Had it not been for Weasla's ever enjoyable company he would have been contemplating just abandoning them when they finally decided to return, probably, to their home.

It was a long walk and made all the longer by the fact that all of the 'Elves' acted like Blondie. Constantly prancing and laughing and singing. Their seemingly perpetual good cheer was enough to make Harry feel a little ill.

He'd always been suspicious of cheerful people. Cheerful people obviously had something planned.

Strangely the 'Elves' didn't live in a giant Mushroom or in an arboreal city. They lived in a cave. That was utterly disappointing. That said there was actually some magic to be seen here. The doors through which they passed opened and closed using magic and he noticed that when they closed they also locked fast.

That was a slight concern, but nothing too major. The doors might be charmed but he could easily blast a hole in the cave wall. Not that he'd ever need to. He could just Apparate back out into the woods if need be.

He was steered through the twisting maze of walkways and caverns, taking care to commit the entire layout to memory. You never know when you need to know the best place to set an ambush. Eventually they came to a throne room.

It was definitely a throne room. It had a throne in it. A big one. Sitting slouched in the rustic looking throne seemingly made of a living tree was yet another 'Elf'.

He looked the almost exactly the same as Blondie. And minus the hair they both looked very similar to all the other male 'Elves'. It was like they were a clone race or something. He was also running out of designations for them all, they had no defining features of note. It was getting frustrating. How could he keep track of the battlefield without tags for the other combatants?

Harry decided the bloke on the throne would be Luscious. He had the look of Lucius Malfoy about him, only even more so. It was curiously fitting.

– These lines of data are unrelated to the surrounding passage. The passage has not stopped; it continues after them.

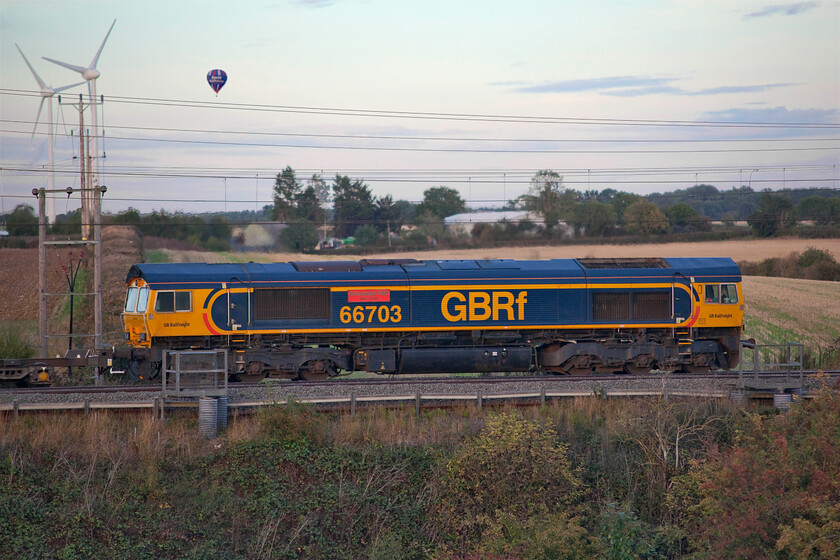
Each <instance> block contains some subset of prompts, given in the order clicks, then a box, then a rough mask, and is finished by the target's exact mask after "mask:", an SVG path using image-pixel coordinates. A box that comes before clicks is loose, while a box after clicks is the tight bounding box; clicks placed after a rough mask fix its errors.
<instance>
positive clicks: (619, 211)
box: [602, 189, 644, 224]
mask: <svg viewBox="0 0 840 560" xmlns="http://www.w3.org/2000/svg"><path fill="white" fill-rule="evenodd" d="M612 190H613V189H606V190H605V191H604V192H607V191H612ZM602 194H603V193H602ZM640 200H644V199H643V198H642V197H641V196H639V195H637V194H632V193H626V192H615V193H614V194H613V195H612V197H611V198H610V204H612V206H613V208H615V213H616V215H617V216H618V221H619V222H620V223H622V224H623V223H625V221H624V212H625V211H626V210H627V207H628V206H630V205H631V204H633V203H634V202H638V201H640Z"/></svg>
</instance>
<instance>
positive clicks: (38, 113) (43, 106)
mask: <svg viewBox="0 0 840 560" xmlns="http://www.w3.org/2000/svg"><path fill="white" fill-rule="evenodd" d="M46 100H47V98H46V97H42V98H41V104H40V105H38V116H36V117H35V126H33V127H32V136H30V137H29V145H30V146H32V140H33V139H34V138H35V129H37V128H38V121H40V120H41V111H42V110H43V109H44V101H46ZM50 103H52V99H50Z"/></svg>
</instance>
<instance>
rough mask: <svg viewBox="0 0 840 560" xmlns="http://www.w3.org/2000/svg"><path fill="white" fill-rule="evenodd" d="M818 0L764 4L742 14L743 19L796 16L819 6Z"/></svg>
mask: <svg viewBox="0 0 840 560" xmlns="http://www.w3.org/2000/svg"><path fill="white" fill-rule="evenodd" d="M819 5H820V3H819V2H797V3H796V4H773V5H771V6H765V7H764V8H762V9H760V10H756V11H755V12H750V13H748V14H744V19H754V18H759V17H769V16H774V15H783V16H796V15H799V14H804V13H805V12H807V11H810V10H813V9H814V8H816V7H817V6H819Z"/></svg>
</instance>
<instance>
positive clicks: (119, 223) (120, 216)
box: [111, 206, 143, 226]
mask: <svg viewBox="0 0 840 560" xmlns="http://www.w3.org/2000/svg"><path fill="white" fill-rule="evenodd" d="M142 221H143V218H142V216H141V215H140V211H139V210H137V209H136V208H134V207H132V206H129V207H128V210H124V211H122V212H120V213H118V214H116V215H114V216H112V217H111V223H112V224H117V225H124V226H140V224H141V222H142Z"/></svg>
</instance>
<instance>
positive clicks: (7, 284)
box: [0, 226, 142, 348]
mask: <svg viewBox="0 0 840 560" xmlns="http://www.w3.org/2000/svg"><path fill="white" fill-rule="evenodd" d="M102 250H103V255H102V260H103V270H102V289H103V320H104V331H105V332H104V335H105V341H106V343H109V344H113V343H115V342H117V341H118V339H119V338H121V335H122V327H121V326H120V311H121V309H122V301H123V298H124V297H125V276H126V273H127V272H128V269H129V268H130V267H131V265H132V264H134V263H136V262H139V261H140V260H141V254H142V241H141V237H140V235H139V233H138V231H137V229H136V228H134V227H132V226H108V227H104V228H102ZM82 252H83V251H82V247H81V246H79V245H74V246H73V245H71V246H58V247H55V246H53V247H50V248H49V249H48V251H47V292H48V293H57V294H66V293H68V291H69V289H68V285H67V277H66V276H65V273H64V271H63V270H62V265H64V267H68V266H69V263H70V261H71V260H72V262H73V266H74V268H75V266H76V263H77V262H78V261H79V258H80V257H81V255H82ZM84 255H85V258H84V264H83V266H82V270H83V271H84V272H85V277H86V279H87V285H79V283H78V282H77V285H76V287H75V291H76V292H90V291H92V285H93V248H92V247H90V246H87V247H86V249H85V250H84ZM79 278H81V276H80V277H79ZM67 301H68V299H67V296H49V297H48V298H47V310H48V311H47V312H48V314H49V315H50V319H49V332H50V333H51V334H58V333H66V332H67V328H68V323H67V318H66V312H64V311H62V309H63V308H65V307H66V305H67ZM77 303H78V304H79V306H78V307H76V309H75V310H74V329H73V330H74V331H75V332H77V333H80V332H82V333H90V332H92V318H93V302H92V298H91V297H81V298H79V299H78V300H77ZM38 308H39V306H38V249H37V248H36V249H0V321H24V322H25V321H30V322H31V321H34V322H35V324H36V325H37V321H38V314H39V311H38ZM36 328H37V327H36ZM61 344H65V345H66V339H65V341H64V342H62V343H61ZM56 345H57V346H60V345H58V344H56ZM52 346H53V345H52V344H51V347H52ZM64 348H66V346H64Z"/></svg>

Blondie strode to the man who glanced down at Harry condescendingly. Most people back home had learned that Harry didn't deal well with condescension. He made an actual physical effort to restrain himself. Physical violence rarely went down well in first contact scenarios.

Blondie spoke to the boss 'Elf' and once again Harry heard him explain that he was a moron in a very reasonable tone of voice then Lucy's eyes widened in shock much as they other 'Elves' had. His features immediately softened and he beckoned gently for Harry to come forward.

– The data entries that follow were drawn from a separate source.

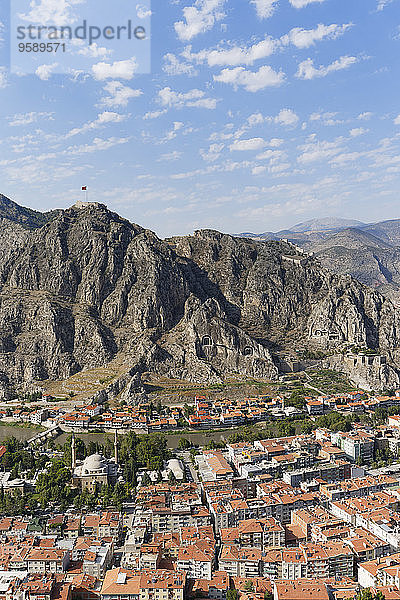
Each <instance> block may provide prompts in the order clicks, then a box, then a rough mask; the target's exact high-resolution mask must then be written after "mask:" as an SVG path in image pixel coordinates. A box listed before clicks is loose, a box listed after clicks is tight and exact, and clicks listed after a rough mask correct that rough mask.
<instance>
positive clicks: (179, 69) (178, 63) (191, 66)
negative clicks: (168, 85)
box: [163, 52, 196, 75]
mask: <svg viewBox="0 0 400 600" xmlns="http://www.w3.org/2000/svg"><path fill="white" fill-rule="evenodd" d="M163 71H165V73H167V74H168V75H196V70H195V68H194V67H193V65H191V64H189V63H184V62H182V61H180V60H179V59H178V58H177V57H176V56H175V54H171V53H170V52H169V53H168V54H166V55H165V56H164V66H163Z"/></svg>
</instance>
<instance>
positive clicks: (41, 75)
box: [35, 63, 58, 81]
mask: <svg viewBox="0 0 400 600" xmlns="http://www.w3.org/2000/svg"><path fill="white" fill-rule="evenodd" d="M57 67H58V64H57V63H54V64H53V65H40V66H39V67H38V68H37V69H36V71H35V74H36V75H37V76H38V77H39V79H41V80H42V81H48V80H49V79H50V77H51V74H52V72H53V71H54V70H55V69H57Z"/></svg>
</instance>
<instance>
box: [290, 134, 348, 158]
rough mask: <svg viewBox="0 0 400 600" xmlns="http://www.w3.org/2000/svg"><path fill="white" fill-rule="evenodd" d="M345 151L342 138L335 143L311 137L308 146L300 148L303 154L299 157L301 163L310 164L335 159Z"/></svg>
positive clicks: (308, 140)
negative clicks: (329, 158) (327, 141)
mask: <svg viewBox="0 0 400 600" xmlns="http://www.w3.org/2000/svg"><path fill="white" fill-rule="evenodd" d="M342 149H343V140H342V139H341V138H339V139H337V140H334V141H333V142H327V141H318V140H317V139H316V137H315V136H314V135H313V136H310V138H309V139H308V141H307V142H306V144H304V145H303V146H300V150H301V151H302V153H301V154H300V155H299V156H298V158H297V160H298V162H299V163H303V164H309V163H313V162H317V161H320V160H325V159H329V158H333V157H335V156H337V155H338V154H340V153H341V152H342Z"/></svg>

Harry rolled his eyes at that reaction again. Perhaps if he ever got back home he should consider doing his law enforcement job in the guise of a small child. People apparently loved that shit.

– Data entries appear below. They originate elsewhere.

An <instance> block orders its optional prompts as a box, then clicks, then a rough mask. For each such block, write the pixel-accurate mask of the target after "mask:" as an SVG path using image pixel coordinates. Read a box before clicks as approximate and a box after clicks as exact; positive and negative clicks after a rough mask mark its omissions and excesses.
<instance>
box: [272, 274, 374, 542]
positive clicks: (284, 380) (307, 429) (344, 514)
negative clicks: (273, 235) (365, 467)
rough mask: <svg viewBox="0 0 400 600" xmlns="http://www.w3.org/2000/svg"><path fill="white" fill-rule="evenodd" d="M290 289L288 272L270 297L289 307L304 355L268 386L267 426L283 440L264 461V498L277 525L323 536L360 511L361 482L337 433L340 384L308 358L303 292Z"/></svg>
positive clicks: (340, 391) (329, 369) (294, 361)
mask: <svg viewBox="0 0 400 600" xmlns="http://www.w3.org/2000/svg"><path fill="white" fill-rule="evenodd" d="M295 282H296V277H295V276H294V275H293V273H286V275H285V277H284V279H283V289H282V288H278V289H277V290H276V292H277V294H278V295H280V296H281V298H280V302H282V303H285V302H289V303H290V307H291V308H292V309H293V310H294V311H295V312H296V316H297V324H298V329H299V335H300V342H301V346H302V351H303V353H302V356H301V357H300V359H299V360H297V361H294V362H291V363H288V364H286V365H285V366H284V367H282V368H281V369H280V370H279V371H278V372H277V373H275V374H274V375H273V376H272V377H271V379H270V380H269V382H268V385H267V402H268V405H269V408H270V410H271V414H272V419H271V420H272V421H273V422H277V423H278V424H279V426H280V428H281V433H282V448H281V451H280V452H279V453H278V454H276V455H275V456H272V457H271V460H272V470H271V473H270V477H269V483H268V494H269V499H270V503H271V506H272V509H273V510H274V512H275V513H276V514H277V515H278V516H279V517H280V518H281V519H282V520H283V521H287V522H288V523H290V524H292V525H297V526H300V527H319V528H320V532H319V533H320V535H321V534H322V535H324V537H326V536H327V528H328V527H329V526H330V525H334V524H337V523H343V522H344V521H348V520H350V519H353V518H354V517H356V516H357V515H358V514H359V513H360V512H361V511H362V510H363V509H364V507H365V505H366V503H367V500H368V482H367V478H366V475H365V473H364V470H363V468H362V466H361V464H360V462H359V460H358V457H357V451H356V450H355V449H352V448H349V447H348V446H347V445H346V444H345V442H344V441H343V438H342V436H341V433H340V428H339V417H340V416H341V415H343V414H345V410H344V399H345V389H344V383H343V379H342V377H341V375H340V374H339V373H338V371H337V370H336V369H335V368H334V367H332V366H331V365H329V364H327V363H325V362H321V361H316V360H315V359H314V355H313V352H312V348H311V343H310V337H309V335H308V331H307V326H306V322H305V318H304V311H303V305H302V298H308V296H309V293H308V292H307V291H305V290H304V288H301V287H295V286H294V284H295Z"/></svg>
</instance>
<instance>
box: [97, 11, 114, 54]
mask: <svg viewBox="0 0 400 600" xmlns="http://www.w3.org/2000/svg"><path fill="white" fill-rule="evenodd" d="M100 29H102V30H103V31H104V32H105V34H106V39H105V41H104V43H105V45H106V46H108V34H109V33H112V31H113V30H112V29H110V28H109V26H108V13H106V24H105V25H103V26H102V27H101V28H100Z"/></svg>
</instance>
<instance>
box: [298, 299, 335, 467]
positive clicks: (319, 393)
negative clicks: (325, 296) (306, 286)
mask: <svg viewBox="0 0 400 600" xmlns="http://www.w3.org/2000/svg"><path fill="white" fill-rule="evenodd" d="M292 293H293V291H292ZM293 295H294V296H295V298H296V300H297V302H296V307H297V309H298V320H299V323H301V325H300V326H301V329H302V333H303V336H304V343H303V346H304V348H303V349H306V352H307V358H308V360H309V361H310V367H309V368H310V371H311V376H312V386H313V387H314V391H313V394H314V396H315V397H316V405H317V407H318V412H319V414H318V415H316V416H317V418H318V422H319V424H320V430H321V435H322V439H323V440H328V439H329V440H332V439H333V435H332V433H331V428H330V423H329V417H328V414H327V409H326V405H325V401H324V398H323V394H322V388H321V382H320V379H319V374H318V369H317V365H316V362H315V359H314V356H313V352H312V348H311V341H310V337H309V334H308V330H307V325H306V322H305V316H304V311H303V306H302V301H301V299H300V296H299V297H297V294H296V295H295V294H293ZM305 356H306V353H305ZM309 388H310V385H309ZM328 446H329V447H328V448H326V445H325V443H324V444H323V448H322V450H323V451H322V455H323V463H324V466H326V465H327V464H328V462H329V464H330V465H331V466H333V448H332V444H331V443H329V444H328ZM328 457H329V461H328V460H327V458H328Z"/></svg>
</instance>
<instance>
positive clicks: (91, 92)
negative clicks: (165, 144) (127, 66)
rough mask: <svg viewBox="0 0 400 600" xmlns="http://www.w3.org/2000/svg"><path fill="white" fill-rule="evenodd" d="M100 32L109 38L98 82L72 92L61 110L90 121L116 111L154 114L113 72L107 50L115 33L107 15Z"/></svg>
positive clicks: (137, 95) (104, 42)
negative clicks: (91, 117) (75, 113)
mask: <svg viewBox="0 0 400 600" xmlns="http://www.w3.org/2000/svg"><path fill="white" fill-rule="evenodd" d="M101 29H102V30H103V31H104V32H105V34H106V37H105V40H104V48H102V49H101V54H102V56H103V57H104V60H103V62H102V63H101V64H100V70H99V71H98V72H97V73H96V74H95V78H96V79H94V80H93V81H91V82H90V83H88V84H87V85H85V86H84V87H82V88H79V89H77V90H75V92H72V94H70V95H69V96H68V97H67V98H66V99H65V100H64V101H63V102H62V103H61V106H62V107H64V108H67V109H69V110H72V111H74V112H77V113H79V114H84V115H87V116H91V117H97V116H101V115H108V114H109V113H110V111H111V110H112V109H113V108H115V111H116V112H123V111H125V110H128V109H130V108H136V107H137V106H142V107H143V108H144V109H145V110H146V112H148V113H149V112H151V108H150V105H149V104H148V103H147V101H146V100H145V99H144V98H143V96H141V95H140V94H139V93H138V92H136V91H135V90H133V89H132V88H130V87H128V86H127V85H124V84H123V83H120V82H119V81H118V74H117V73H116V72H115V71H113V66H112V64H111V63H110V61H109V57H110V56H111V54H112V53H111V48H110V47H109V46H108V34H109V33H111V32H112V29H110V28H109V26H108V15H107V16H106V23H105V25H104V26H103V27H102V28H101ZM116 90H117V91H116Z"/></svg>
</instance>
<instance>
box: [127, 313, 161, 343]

Nevertheless he walked forward, thoroughly tired of the coddling by now. It had been at least an hour since he'd had an opportunity to feel up the red headed babe. That was entirely too long to go without something to cheer him up.

"I'm guessing you don't understand me either, right?" he said flatly, once again reminded just how absurdly pretty his voice now was. His reward was a very slight furrowing of the brows. "Thought so," he muttered.

Lucy spoke again to Blondie briefly, then to Weasla and finally said something to Harry. Then it was clear that the meeting was over and he was dismissed.

Blondie tapped him on the shoulder, never knowing how close he came to losing an arm, and led him off.

He just needed to make it a couple of weeks. Then he could explain that they were all acting like idiots and had no idea how to conduct a military operation. Then he could go on his way and try to find a way home.

He wasn't sure they'd survive that long.